Broadband News

Friday afternoon fact check on Scottish broadband position

Twitter can be a wonderful medium but it can also be very devisive and rather than attempt a very long thread there on how the four UK nations stand we will walk our way through a twitter thread that Nicola Sturgeon First Minister of Scotland has on twitter.

Primary bullet point numbers relate to the twitter thread, latest figures where quoted are from last analysis on 23rd November 2017 and these figures have not been pushed to the public site yet, but any variation will be minor, but the fact we need to warn about this does highlight how the picture is changing daily. Where comparisons are around superfast broadband figures we are using the 30 Mbps and faster definition, an important note the UK 95% by end of 2017 target will be using the over 24 Mbps definition.

  1. The 95% fibre based target, has been a source of confusion for some years and was covered in detail back in October. So based on two most likely definitions the standings are as follows:

  • If fibre based means any speed with VDSL2/FTTP/cable then the four nations are England 97.2%, Scotland 96.1%, Wales  96.1% and Northern Ireland 98.5%
  • If fibre based means VDSL2/FTTP/cable at speeds above 15 Mbps then it is England 97%, Scotland 94.2%, Wales 94.7%, Nothern Ireland 88.4%
  1. The Digital Scotland project was established and we covered the financial split back in 2013, when the Westminster contribution was said to be £50m, though we are not totally sure if that is £50 across the whole of Scotland or the Rest of Scotland project area in the news item. As with English local authorities the funding from Westminster was expected to be at least match funded.
  2. The most recent published Ofcom State of the Nations report is from December 2016 and is talking about the coverage levels based on data from broadband providers given in April 2016. The latest report is due any day now and is expected to be a summary of where the position was in April 2017. We look at the change for the four nations in the last 12 months.
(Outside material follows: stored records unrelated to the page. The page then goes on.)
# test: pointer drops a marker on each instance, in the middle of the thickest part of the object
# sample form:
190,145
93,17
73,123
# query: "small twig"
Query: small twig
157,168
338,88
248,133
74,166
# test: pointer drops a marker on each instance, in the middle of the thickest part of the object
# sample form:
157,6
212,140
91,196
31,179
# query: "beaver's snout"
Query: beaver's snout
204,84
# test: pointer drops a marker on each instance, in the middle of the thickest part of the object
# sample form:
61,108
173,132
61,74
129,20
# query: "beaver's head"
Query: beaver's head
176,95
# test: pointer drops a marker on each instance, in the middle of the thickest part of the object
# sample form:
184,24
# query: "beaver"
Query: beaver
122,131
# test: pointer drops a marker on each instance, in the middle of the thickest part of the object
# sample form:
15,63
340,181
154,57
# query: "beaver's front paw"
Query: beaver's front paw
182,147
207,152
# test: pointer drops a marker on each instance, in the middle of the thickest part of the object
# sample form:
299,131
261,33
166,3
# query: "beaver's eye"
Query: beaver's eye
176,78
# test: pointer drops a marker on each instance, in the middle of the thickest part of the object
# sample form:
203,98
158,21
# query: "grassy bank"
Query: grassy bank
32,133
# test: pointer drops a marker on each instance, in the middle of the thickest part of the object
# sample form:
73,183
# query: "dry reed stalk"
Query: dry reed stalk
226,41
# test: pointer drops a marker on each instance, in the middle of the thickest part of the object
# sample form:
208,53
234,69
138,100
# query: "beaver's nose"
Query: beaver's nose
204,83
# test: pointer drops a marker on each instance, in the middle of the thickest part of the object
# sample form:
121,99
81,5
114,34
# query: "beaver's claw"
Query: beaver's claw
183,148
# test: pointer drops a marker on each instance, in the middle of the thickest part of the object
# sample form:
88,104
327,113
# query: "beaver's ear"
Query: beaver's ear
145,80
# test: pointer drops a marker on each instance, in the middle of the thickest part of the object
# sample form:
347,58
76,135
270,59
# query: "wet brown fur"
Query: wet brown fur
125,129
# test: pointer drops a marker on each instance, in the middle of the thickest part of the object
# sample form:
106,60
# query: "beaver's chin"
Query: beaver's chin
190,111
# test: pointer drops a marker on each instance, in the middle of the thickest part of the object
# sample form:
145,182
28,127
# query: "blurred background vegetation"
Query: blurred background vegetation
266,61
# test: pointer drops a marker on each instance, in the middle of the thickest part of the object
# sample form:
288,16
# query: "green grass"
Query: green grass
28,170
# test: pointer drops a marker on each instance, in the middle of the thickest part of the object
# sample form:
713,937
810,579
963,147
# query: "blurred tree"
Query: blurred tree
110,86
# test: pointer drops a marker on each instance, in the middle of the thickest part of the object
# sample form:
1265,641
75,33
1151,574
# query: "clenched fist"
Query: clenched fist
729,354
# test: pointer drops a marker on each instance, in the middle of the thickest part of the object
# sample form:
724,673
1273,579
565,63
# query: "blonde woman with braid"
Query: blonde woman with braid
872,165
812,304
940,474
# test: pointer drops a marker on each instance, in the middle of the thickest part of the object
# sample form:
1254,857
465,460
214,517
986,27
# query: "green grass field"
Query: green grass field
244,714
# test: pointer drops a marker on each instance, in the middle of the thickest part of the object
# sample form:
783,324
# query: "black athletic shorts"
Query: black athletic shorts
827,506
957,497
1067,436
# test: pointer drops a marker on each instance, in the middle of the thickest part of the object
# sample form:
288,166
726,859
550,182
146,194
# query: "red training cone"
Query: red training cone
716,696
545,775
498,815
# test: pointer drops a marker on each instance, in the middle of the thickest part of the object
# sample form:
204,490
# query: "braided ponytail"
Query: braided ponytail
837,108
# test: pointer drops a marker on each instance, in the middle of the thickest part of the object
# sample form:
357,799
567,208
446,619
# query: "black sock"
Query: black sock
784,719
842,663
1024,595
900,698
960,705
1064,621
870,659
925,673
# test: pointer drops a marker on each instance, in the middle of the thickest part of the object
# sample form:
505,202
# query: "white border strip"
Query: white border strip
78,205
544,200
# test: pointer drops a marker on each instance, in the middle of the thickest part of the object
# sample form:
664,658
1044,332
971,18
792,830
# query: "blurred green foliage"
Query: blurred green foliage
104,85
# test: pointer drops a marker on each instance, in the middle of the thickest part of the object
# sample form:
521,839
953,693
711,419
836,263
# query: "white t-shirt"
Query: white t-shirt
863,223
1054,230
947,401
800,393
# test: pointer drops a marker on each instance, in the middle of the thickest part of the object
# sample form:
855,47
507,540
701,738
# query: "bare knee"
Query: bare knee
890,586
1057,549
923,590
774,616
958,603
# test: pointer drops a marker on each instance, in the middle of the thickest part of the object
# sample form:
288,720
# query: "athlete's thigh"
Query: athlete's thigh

  • England change in fibre based (any speed) since Nov 2016 +1.6 percentage points
  • Scotland change in fibre based (any speed) since Nov 2016 +4.4 percentage points
  • Wales change in fibre based (any speed) since Nov 2016 +2.3 percentage points
  • Northern Ireland change in fibre based (any speed) since Nov 2016 +1.1 percentage points
  • England change in superfast broadband since Nov 2016 +2.1 percentage points
  • Scotland change in superfast broadband since Nov 2016 +5 percentage points
  • Wales change in superfast broadband since Nov 2016 +3.5 percentage points
  • Northern Ireland change in superfast broadband since Nov 2016 +8.9 percentage points
  1. This change is a lot smaller than the First Minister is talking about but the pace of change in Scotland is high, but if we compare fibre based coverage between April 2016 and April 2015, i.e. line up with last public Ofcom reports we have a change of 10.3% in the fibre based figure. This period coincides with when the larger VDSL2 cabinets were being rolled out and thus the pace was higher, which is visible when you view our historical trend charts.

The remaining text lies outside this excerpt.